By Jesse Westbrook
Oct. 2 (Bloomberg) -- The U.S. Securities and Exchange Commission will delay rules making it easier for investors to oust corporate directors, a step that may give banks a reprieve from shareholders seeking retribution over the financial crisis.
SEC Chairman Mary Schapiro has backed away from approving a rule this year to let hedge funds, institutional investors and shareholder groups put candidates on corporate proxy statements, according to people familiar with the matter. Commissioners are unlikely to vote until 2010, meaning the provision won’t be in place for next year’s board elections at companies such as Citigroup Inc., said the people who declined to be identified because the talks are private.
“This gives the banks more breathing room,” said James Cox, a professor at the Duke University School of law in Durham, North Carolina. “They are still reeling from the credit meltdown. A year from now, they may have more robust profits and that would certainly dampen anxiety among their shareholders.”
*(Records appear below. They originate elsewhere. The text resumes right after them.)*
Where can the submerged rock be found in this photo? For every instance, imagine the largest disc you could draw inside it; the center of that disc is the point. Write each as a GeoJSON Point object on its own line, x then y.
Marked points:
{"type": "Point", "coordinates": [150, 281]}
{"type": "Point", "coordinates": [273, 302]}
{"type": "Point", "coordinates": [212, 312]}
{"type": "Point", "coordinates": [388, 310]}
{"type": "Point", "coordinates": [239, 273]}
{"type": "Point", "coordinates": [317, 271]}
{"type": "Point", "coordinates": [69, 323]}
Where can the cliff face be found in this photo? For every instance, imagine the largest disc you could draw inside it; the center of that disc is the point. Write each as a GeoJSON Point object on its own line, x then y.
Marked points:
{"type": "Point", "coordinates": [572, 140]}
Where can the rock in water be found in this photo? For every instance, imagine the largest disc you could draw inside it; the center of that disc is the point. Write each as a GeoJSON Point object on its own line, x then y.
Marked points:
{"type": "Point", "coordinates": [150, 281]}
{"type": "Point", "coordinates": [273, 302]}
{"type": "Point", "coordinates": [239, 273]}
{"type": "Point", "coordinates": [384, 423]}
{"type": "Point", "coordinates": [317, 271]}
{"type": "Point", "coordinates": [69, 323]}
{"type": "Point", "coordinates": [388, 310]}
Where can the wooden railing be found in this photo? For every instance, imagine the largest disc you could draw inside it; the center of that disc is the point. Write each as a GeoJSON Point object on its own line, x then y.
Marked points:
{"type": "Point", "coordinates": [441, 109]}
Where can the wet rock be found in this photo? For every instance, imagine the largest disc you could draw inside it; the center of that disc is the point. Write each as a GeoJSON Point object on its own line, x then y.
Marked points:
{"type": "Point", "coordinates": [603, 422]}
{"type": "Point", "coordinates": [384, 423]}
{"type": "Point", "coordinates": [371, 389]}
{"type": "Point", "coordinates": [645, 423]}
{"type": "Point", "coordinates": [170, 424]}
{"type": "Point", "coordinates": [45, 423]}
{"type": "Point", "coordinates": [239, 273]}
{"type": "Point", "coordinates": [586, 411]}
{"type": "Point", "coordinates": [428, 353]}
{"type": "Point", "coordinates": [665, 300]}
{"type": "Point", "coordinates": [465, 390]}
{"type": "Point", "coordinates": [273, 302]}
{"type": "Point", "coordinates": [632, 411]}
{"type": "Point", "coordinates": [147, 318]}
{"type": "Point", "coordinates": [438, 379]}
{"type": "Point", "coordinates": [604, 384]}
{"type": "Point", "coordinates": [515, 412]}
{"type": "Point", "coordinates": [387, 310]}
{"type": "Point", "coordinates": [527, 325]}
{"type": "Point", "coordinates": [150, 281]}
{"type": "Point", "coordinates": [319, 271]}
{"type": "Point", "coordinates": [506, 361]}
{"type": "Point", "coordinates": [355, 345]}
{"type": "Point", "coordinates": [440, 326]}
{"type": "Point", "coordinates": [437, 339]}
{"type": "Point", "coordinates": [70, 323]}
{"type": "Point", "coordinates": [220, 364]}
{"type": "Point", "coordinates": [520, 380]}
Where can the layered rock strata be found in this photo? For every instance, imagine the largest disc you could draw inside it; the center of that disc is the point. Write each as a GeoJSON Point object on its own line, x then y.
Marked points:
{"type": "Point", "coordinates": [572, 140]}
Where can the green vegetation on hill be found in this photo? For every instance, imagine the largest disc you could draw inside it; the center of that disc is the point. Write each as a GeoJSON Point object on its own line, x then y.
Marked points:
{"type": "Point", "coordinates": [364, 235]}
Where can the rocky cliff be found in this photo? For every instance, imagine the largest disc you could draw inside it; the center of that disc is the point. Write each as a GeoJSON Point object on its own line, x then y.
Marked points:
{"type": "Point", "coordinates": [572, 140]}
The SEC proposed its so-called proxy access rule in May, with Schapiro saying the billions of dollars of losses suffered by financial companies raised “serious questions” about the oversight performed by boards of directors.
A final vote had been scheduled for November, said the people. The agency is planning a delay to give its staff more time to review more than 500 comment letters, many of which raise concerns about the proposal, the people said.
‘Waited Years’
“Not having proxy access in place in time for the start of the 2010 proxy season is disappointing, but shareowners have waited years,” said Amy Borrus, deputy director of the Council of Institutional Investors, a Washington-based trade group that represents pension funds and labor unions with assets under management exceeding $3 trillion. “A few more months won’t be the end of the world.”
SEC spokesman John Nester declined to discuss the agency’s timetable for approving a rule.
“The goal is to adopt an enduring rule that ensures investors can exercise their rights over the long run,” Nester said.
Investor anger at financial companies peaked at this year’s annual meetings. Bank of America Corp. shareholders stripped Chief Executive Officer Ken Lewis of his chairman post in April after he was faulted over the bank’s acquisition of Merrill Lynch & Co. Lewis announced Sept. 30 that he will leave the company by the end of the year.
Citigroup Shareholders
More than 25 percent of Citigroup shareholders withheld votes for board members John Deutch, who led the New York-based bank’s accounting and risk management committee, and Michael Armstrong, who preceded him in the post. They were faulted by investors for oversight failures after Citigroup lost $28 billion last year.
Activist investors such as Carl Icahn and Nelson Peltz have long fought to get their nominees elected to the boards of companies they say are underperforming. Under current SEC rules, the process requires distributing a ballot with the names of dissident nominees. Unions and pension funds say the expense of sending out a separate proxy is a barrier for most investors.
The SEC proposal would let investors who have held at least 1 percent of a large company’s shares for one year nominate a limited number of directors on the corporate proxy. Shareholders would have to own a bigger percentage of stock to recommend board members for smaller companies.
Shareholders’ Rights
The U.S. Chamber of Commerce has questioned the SEC’s authority to adopt rules, arguing that power over shareholders’ rights to nominate directors lies with states.
The nation’s biggest business lobby, which in 2006 successfully sued to overturn an SEC rule that required mutual funds to appoint independent chairmen, hired Gibson, Dunn & Crutcher LLP to represent its interests in the proxy debate.
U.S. Senator Charles Schumer, a New York Democrat, proposed legislation in May that would give the SEC clear authority to set rules for director elections.
Schumer, in a statement released today, called the SEC’s decision a “disappointment” and urged Schapiro to “avoid a lengthy delay.” He also said he’s making “good progress” in urging the Senate to consider his legislation as part of broader efforts to overhaul financial regulation.
Former SEC Commissioner Harvey Goldschmid said there’s a benefit in the agency waiting for Congress to act because it’s likely to be sued.
“I believe the commission has the power to put proxy access into effect now, but legislation would avoid a lot of wheel-spinning litigation over a period of years,” said Goldschmid, a professor at Columbia Law School in New York.